Published on the 08/04/2020 | Written by Heather Wright
Don’t waste a ‘good’ crisis…
If you thought there was already a lot pressure to go digital, wait until you see the post-Covid world.
That was the message delivered by Gartner this week, as the analyst firm blended its annual Australian and New Zealand CIO Agenda talk with new survey data in an effort to look into the future to a post-Covid world.
“The requirement for digital will be quite spectacular after Covid-19 passes and we will have to be delivering a lot of digital capability a lot more quickly than perhaps we have done hitherto,” says Andy Rowsell-Jones, vice president and distinguished analyst in Gartner’s CIO and Executive Leadership team.
“Let’s not fire our development team, wreck projects and get rid of infrastructure.”
Rowsell-Jones outlined the increasing pressure companies are likely to feel in a post-Covid world where the economic impacts become more important than the public health impact.
He’s forecasting that IT budgets will likely be higher next year – though how much higher he says it’s too early to tell – as we move away from older ways of doing things to more digital models and increased automation.
“Covid is really the trigger for digital as an enabler,” Rowsell-Jones says.
“We’re now looking at a whole economy that is much more dependent on digital than it was even just a couple of weeks ago.”
It’s not just internal and market pressure to increase the digital presence that companies are likely to feel. Expect vendors to crank up the post-Covid message on building resilience and digitalisation. (At the moment, vendors are instead, apparently, pitching the Ministry of Health and police, with NZ Minster of Health David Clark noting during this week’s Epidemic Response Committee that there has been ‘huge amounts of offers’ from private sector.)
Australian and New Zealand businesses might already have a head start, with Gartner’s survey showing most are ‘pretty digital’ already.
Survey results showed 54 percent of A/NZ businesses were in the ‘maturing’ category, with most (43 percent) scaling their digital initiatives, and a further 11 percent harvesting/refining.
“This part of the world has been adopting digital very enthusiastically over the last few years and I fully expect to see 2020 run numbers to show a jump, thanks in part to Covid.”
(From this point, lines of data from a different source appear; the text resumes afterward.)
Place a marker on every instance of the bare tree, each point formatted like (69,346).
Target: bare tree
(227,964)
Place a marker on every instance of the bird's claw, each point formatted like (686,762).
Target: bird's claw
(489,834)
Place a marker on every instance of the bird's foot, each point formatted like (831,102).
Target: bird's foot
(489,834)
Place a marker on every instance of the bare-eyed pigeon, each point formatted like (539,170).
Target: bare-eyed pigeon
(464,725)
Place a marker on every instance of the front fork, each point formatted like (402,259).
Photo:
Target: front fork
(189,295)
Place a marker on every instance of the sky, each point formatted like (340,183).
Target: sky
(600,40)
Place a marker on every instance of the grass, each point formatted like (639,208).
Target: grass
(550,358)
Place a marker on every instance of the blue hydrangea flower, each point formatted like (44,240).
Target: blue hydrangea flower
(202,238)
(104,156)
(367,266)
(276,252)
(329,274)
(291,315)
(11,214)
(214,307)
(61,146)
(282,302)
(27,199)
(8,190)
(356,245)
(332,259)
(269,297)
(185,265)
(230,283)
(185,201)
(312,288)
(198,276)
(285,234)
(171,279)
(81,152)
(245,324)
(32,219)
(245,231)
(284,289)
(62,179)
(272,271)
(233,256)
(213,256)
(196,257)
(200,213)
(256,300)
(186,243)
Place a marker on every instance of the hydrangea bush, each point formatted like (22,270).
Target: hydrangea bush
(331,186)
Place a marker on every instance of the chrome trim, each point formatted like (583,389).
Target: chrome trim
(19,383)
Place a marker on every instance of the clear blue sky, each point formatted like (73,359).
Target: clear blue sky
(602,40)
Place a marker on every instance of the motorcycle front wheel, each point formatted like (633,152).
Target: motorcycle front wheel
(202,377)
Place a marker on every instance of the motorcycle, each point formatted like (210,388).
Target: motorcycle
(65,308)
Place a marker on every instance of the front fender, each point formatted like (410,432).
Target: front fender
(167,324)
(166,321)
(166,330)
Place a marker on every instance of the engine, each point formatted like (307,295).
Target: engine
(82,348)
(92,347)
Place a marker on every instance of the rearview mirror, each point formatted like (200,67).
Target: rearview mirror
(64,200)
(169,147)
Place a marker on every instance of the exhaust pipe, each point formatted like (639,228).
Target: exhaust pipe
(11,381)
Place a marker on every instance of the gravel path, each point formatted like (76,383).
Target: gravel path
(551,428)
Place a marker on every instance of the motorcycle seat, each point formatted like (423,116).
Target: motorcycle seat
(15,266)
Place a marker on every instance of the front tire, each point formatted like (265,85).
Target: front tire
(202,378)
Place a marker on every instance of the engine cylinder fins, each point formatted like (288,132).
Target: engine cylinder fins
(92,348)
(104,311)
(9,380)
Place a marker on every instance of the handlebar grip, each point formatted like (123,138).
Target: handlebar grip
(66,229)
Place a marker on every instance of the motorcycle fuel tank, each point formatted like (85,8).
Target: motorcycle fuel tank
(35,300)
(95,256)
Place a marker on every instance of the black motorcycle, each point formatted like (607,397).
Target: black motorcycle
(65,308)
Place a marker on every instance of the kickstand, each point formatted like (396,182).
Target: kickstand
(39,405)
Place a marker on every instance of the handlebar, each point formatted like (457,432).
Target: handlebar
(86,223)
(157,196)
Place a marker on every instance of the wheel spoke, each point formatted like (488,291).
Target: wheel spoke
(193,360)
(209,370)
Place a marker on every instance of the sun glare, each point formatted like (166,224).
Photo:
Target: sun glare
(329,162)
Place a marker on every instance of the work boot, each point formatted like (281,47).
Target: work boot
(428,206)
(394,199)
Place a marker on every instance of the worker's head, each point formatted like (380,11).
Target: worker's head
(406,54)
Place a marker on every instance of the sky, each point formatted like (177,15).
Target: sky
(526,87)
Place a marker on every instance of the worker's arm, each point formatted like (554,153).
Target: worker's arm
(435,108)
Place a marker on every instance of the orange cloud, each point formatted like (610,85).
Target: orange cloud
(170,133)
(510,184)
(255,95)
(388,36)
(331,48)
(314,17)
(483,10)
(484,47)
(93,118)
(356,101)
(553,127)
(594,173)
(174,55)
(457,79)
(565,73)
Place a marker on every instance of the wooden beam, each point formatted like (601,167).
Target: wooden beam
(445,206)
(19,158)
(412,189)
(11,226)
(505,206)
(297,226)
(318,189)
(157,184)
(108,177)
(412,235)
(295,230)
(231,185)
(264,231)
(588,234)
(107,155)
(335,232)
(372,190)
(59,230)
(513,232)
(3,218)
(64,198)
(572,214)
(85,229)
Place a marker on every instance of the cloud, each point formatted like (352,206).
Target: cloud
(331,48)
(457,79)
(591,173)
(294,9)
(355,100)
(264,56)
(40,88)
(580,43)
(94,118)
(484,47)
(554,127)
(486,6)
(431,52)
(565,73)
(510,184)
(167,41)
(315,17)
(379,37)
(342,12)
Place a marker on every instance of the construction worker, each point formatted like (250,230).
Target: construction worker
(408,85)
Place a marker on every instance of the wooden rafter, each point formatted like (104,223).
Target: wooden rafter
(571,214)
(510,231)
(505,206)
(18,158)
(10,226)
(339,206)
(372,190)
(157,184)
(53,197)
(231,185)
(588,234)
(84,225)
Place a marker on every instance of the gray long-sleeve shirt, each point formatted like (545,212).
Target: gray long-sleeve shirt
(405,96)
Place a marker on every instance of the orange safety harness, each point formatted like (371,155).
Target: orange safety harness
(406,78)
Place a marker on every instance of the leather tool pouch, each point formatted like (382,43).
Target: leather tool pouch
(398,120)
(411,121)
In China, businesses which were highly dependent on lots of people with fixed physical infrastructure and low levels of automation, unsurprisingly tended to be the most disrupted.
“If you’re thinking of this purely from the point of business continuity, more digital gives you flexibility in moving people around and flexibility for control.”
But while A/NZ organisations might be ahead of the curve when it comes to digital adoption, small businesses have been less keen to embrace DIY IT despite the simplification of software – Rowsell-Jones noted small businesses are continuing to give away most of the value to digital partners, such as Google, Amazon or Alibaba.
“The question is what are the alternatives? It’s too expensive and too risky to use these third parties, but it’s probably even more expensive and more risky to do it yourself. None of the solutions are perfect, so what are the alternatives.”
We’re also a less ‘fit’ bunch downunder, Gartner says. It’s CIO Agenda identified that to date A/NZ has fewer (16 percent) ‘fit’ enterprises – companies which have suffered severe ‘turns’ or changes, yet thrived – but has more (27 percent) ‘fragile’ enterprises.
So what sets the fit enterprises apart? According to Gartner the number one attribute was using IT as a differentiator, followed by effective leadership and clear strategy.
“There are certain dominant technologies that distinguish businesses that are fit – so AI, robotic process automation, conversational platforms,” Rowsell-Jones says. “You could also include basic automation and other digital workplace support technologies in that group. We’re beginning to see the importance of those technologies going forward.
“If you’re looking to use IT as a differentiator, we start thinking about what the new normal is going to be, it’s going to have to scale quickly, to find new sources of supply, to find new ways of developing and running applications, it’s going to have to deal with some dislocations of talent and supply and even technology platforms.
“Start thinking about that now, because that’s what the world has in store for us.”
Fit organisations have also been doing more technical debt removal, modernising architectures and moving to microservices, APIs, Kubernetes, containerisation, because they provide an opportunity to bring, relatively quickly, digital capabilities at a known cost and known risk.
But Rowsell-Jones also cautioned companies not to make abrupt wholesale changes, instead urging companies to ‘keep options open and not break things that are hard to restart’.
“Let’s not fire our development team, wreck projects and get rid of infrastructure. It’s very much a contingent strategy. We’re not going out of business, we’re not closing down. What we are doing however is preparing for this next normal.”
Conserving cash is a key priority, with companies looking for ways to flex cash spend and liabilities.
“Cloud computing may be a very, very effective way of dealing with uncertainty. On the other hand sticking with the assets you have and running your data centre as it is now may actually be a more potent tool which conserves cash and gives you more flexibility.”